Тех, кто поважнее, привозили в бронированных каретах. Стальные борта и обрешеченные окна этих экипажей служили не столько для предотвращения побегов, сколько для того, чтобы помешать отбить заключенного силой. Не успевала такая карета, с грохотом обогнув восточную стену Башни Ведьм, въехать на Старое Подворье, гильдия переполнялась слухами о дерзких нападениях, инспирированных либо возглавленных лично Водалом: мои товарищи-ученики и большая часть подмастерьев свято верили, будто почти все эти клиенты – его приспешники, сообщники и союзники. Однако я не стал бы освобождать их из этих соображений: подобное навлекло бы на гильдию бесчестье, а предать гильдию, при всей моей преданности Водалу и его движению, я был не готов, да и возможности к этому не имел. Надеялся лишь, что смогу в меру сил скрасить заключение тем, кого полагал своими товарищами по оружию, добавляя им еды с подносов менее достойных клиентов или подбрасывая украденные с кухни кусочки мяса.

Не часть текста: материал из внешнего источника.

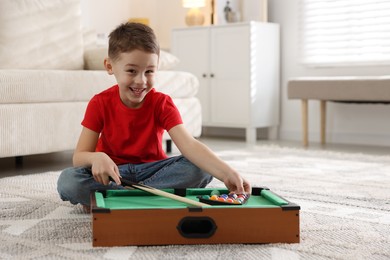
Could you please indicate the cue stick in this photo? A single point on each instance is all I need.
(162, 193)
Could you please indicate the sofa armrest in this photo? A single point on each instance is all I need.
(94, 58)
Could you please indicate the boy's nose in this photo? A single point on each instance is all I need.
(140, 79)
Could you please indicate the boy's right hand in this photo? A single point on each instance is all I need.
(104, 167)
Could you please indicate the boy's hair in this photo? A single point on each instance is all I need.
(132, 36)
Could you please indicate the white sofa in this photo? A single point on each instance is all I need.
(48, 74)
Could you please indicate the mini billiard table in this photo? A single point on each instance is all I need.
(135, 217)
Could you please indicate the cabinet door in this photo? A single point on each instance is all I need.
(192, 47)
(230, 86)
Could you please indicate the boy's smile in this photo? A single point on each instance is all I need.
(134, 72)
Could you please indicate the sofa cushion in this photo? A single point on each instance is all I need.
(41, 34)
(41, 86)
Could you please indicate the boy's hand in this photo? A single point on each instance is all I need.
(104, 167)
(238, 185)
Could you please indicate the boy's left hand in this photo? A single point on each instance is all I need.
(238, 185)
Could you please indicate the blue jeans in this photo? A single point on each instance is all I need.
(75, 184)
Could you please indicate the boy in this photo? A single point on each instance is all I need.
(123, 127)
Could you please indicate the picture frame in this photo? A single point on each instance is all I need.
(254, 10)
(226, 11)
(231, 11)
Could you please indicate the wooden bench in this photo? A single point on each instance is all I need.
(374, 89)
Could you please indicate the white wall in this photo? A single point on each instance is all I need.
(346, 123)
(105, 15)
(357, 124)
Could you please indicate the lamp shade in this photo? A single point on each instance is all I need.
(194, 3)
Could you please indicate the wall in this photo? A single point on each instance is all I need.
(356, 124)
(105, 15)
(346, 123)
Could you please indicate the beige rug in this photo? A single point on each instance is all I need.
(344, 199)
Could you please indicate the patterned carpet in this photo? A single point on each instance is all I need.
(344, 199)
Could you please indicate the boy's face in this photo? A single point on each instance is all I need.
(134, 73)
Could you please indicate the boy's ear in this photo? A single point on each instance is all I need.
(108, 66)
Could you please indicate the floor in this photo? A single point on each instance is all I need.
(58, 161)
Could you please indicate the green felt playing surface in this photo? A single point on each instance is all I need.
(137, 199)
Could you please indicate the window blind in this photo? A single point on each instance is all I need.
(345, 32)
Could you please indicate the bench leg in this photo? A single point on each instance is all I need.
(305, 125)
(323, 121)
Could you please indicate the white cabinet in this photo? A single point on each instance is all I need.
(238, 69)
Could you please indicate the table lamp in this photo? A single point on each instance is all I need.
(194, 15)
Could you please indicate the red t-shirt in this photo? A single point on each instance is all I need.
(131, 135)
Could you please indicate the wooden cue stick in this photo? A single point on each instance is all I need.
(163, 193)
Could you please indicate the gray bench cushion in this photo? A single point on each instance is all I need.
(363, 89)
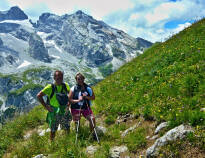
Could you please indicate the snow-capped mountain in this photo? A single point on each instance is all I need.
(71, 43)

Однажды (день тогда выдался на редкость шумный) мне представилась возможность выяснить, кем были все эти люди. Я драил полы в кабинете мастера Гюрло, а мастер, выйдя по какому-то делу, оставил на столе груду только что присланных досье. Едва за ним захлопнулась дверь, я поспешил к столу и успел просмотреть большую часть бумаг, прежде чем с лестницы вновь донеслись его тяжелые шаги. Ни один – ни один – из заключенных, в чьи бумаги мне удалось заглянуть, не имел к Водалу ни малейшего отношения. Все они оказались торговцами, попытавшимися нажиться на армейских поставках, маркитантами, шпионившими в пользу асциан, либо просто презренными уголовниками разных мастей. Вот так. Не более.

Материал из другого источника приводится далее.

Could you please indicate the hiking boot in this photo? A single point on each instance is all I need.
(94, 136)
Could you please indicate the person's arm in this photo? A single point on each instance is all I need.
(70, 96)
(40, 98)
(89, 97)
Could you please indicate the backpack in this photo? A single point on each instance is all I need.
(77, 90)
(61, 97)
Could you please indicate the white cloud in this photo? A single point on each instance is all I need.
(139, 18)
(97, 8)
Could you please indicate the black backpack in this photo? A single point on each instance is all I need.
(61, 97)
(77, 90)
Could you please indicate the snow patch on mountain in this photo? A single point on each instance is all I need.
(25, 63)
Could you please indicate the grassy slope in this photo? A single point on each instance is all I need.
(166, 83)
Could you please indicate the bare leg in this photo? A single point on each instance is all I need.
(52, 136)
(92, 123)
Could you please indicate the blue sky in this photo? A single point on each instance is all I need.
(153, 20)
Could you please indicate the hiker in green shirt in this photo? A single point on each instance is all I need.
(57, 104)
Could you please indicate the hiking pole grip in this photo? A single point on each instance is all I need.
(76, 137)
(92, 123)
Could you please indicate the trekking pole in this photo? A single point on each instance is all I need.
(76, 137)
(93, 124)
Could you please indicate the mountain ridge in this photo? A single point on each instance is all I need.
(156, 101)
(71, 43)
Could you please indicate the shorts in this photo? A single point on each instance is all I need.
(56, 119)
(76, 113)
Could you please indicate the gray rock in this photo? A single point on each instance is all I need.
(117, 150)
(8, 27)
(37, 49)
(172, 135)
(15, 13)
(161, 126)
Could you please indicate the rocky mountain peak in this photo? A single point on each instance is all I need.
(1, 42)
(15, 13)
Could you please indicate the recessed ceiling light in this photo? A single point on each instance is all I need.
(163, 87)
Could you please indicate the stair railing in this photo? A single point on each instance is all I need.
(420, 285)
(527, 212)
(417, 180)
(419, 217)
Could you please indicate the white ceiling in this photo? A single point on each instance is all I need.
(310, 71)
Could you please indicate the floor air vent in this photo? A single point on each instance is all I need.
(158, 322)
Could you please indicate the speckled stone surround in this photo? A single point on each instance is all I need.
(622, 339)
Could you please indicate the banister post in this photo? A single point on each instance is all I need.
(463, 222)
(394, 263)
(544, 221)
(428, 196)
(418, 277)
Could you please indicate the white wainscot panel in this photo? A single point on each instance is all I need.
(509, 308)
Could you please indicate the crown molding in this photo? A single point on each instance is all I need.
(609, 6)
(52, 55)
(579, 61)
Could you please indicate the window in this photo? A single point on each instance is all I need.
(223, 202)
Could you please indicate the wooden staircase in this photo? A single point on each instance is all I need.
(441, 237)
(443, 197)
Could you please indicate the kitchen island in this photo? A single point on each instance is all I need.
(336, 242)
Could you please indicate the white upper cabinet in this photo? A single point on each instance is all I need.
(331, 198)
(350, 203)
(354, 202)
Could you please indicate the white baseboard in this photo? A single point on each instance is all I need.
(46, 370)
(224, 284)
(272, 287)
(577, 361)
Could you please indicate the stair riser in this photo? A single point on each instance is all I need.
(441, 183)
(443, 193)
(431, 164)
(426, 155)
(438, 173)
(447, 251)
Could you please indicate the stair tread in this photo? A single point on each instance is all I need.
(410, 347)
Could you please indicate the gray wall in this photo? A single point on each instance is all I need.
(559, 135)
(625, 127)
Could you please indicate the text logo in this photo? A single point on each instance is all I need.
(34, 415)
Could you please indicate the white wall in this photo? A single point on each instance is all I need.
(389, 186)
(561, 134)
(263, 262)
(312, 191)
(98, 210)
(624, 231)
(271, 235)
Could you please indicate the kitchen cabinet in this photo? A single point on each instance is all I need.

Относя ведро к каменному сливу на Старом Подворье, я увидел еще одну из таких бронированных карет, только что прибывшую. Над упряжкой курился пар, охранники в шлемах, утепленных мехом, робко разбирали наше традиционное угощение – дымящиеся кубки с подогретым вином. Тут я уловил краем уха имя Водала, но никто, кроме меня, не обратил на него внимания, и мне внезапно почудилось, будто Водал – лишь эйдолон, сотканный моим воображением из тумана и сумрака, а реален только человек, которого я зарубил его же собственным топором. Казалось, в этот миг только что переворошенные досье хлестнули в лицо, точно сухие листья, поднятые вихрем с земли.